A cut that big would change the game, university officials say. No longer able to nibble around the edges, the UNC system and its campuses say it would prompt significant structural change and some very hard, undesirable decisions.
"If we end up with 14 or 15 percent cuts this year, we'll have to decide whether protecting quality is more important than growth," said Hannah Gage, chairwoman of the UNC system's Board of Governors. "The only thing that makes sense is to consciously say 'we can't grow anymore.' "
The state subsidizes the cost of every North Carolinian's education at a public university, and the UNC system requested $45 million in additional money to accommodate enrollment growth next year. Though the House budget would meet that request, Gov. Bev Perdue's spending plan counters with just $23 million.
The Board of Governors hasn't formally discussed the notion of capping or reducing enrollment. But now may be a good time to do so.
After a decade of rapid growth at many public universities, expansion is slowing, and some campuses already are reducing enrollment strategically in hopes of improving the quality of graduates.
And the number of expected graduates from the state's high schools is expected to plateau for the next couple of years, which may help UNC officials justify the change in enrollment philosophy.
The public university system, which emphasized aggressive growth at many of its campuses throughout much of the 2000s, has seen a slowing of late.
Enrollment across the system grew just slightly: a 1.2 percent increase to about 211,000 students whose educations receive state subsidy. Twelve campuses grew from the previous year, but by no more than 557, or 1.6 percent, at N.C. State University. Fayetteville State University, UNC Greensboro, Western Carolina University and Winston-Salem State University reduced enrollment. UNC-Chapel Hill's total enrollment grew by 474 last year; UNC Charlotte added 362.
Those that are growing are doing it differently. The total number of new freshmen dropped 1.9 percent in fall 2010, but the number of transfer students swelled as campuses targeted better-prepared students.
Consider the current strategy at N.C. Central University in Durham: In the fall, that campus expects to enroll about 100 fewer freshmen than the 1,350 it welcomed last year - a move officials hope ultimately saves money and boosts graduation rates.
Enrolling fewer freshmen eases a campus housing crunch and relieves some stress on remedial programs that many first-year students need.
While reducing its freshman enrollment, NCCU is partnering with local community colleges to find students with two years of college and better study skills. In an era of limited funds, it makes sense to focus on students who are better bets to graduate, NCCU Chancellor Charlie Nelms said.
"Fundamentally, I'm opposed to limited access to education," he said. "Pragmatically, if there are limited resources, you have to make some sacrifices. I'd rather maintain a modicum of success while retaining some level of quality."
Access is being restricted for some UNC-CH graduate students as well. There, the nursing school is cutting next year's enrollment by 25 percent, and the school of social work has decided not to accept two new classes of master's degree students to an online program serving the western part of the state.
Of course, if fewer students can attend public universities, they have to go somewhere.

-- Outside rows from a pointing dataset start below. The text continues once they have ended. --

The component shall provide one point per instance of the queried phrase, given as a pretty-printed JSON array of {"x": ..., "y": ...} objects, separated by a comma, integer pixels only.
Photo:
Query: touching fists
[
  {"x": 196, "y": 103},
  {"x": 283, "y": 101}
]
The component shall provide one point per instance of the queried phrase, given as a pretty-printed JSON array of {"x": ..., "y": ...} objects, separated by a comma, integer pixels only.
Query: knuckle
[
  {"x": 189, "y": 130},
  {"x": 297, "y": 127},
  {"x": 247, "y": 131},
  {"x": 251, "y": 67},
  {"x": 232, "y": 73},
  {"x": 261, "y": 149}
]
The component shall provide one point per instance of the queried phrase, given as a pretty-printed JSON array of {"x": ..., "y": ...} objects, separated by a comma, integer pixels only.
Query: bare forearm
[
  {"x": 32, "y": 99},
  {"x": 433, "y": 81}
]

For many, a likely destination is one of the state's 58 community colleges, a system already straining under a staggering increase in demand over the past several years.

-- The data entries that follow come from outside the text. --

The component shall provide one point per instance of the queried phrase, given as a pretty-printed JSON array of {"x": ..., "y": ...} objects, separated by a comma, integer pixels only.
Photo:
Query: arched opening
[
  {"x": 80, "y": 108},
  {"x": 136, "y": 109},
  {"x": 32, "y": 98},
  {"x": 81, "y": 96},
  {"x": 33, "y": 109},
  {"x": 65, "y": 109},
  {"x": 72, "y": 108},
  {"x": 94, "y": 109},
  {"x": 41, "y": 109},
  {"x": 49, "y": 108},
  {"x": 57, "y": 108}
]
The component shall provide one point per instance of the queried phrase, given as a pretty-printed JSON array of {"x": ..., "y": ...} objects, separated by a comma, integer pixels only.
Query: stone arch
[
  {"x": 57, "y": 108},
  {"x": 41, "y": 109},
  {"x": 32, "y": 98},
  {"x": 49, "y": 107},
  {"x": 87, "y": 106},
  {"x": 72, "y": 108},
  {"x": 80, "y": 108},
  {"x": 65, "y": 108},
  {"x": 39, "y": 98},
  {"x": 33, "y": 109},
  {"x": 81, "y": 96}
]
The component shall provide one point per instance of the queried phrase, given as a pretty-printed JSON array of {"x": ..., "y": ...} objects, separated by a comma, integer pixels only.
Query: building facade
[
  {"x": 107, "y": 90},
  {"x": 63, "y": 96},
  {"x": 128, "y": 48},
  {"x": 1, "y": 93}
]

Even as its budget was being cut, the state's community college system saw enrollment increase 25 percent over the last three years.

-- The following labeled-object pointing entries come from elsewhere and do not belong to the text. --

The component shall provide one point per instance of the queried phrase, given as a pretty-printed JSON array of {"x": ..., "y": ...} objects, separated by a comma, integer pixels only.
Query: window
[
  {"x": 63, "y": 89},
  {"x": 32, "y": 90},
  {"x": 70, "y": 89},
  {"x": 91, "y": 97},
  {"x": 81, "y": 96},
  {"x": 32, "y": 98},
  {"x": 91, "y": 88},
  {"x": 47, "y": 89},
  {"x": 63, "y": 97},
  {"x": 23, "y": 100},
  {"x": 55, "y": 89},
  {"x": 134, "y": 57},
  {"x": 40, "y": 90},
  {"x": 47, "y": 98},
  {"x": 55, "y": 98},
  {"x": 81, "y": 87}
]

And because community colleges have an open-door policy, some campuses have scrambled to keep up with demand.
Edgecombe Community College, for example, had to rent 100 extra chairs last year because demand was so high, said Sharon Morrissey, vice president of academic affairs and student services for the community college system. "Students were pouring in," she said.
If the UNC system turns students away, the community colleges may need to rent more chairs. They may need more rooms, too.
"I think capacity will be an issue," Morrissey said. "We'll keep trying to do everything we can. Eventually, you reach a breaking point."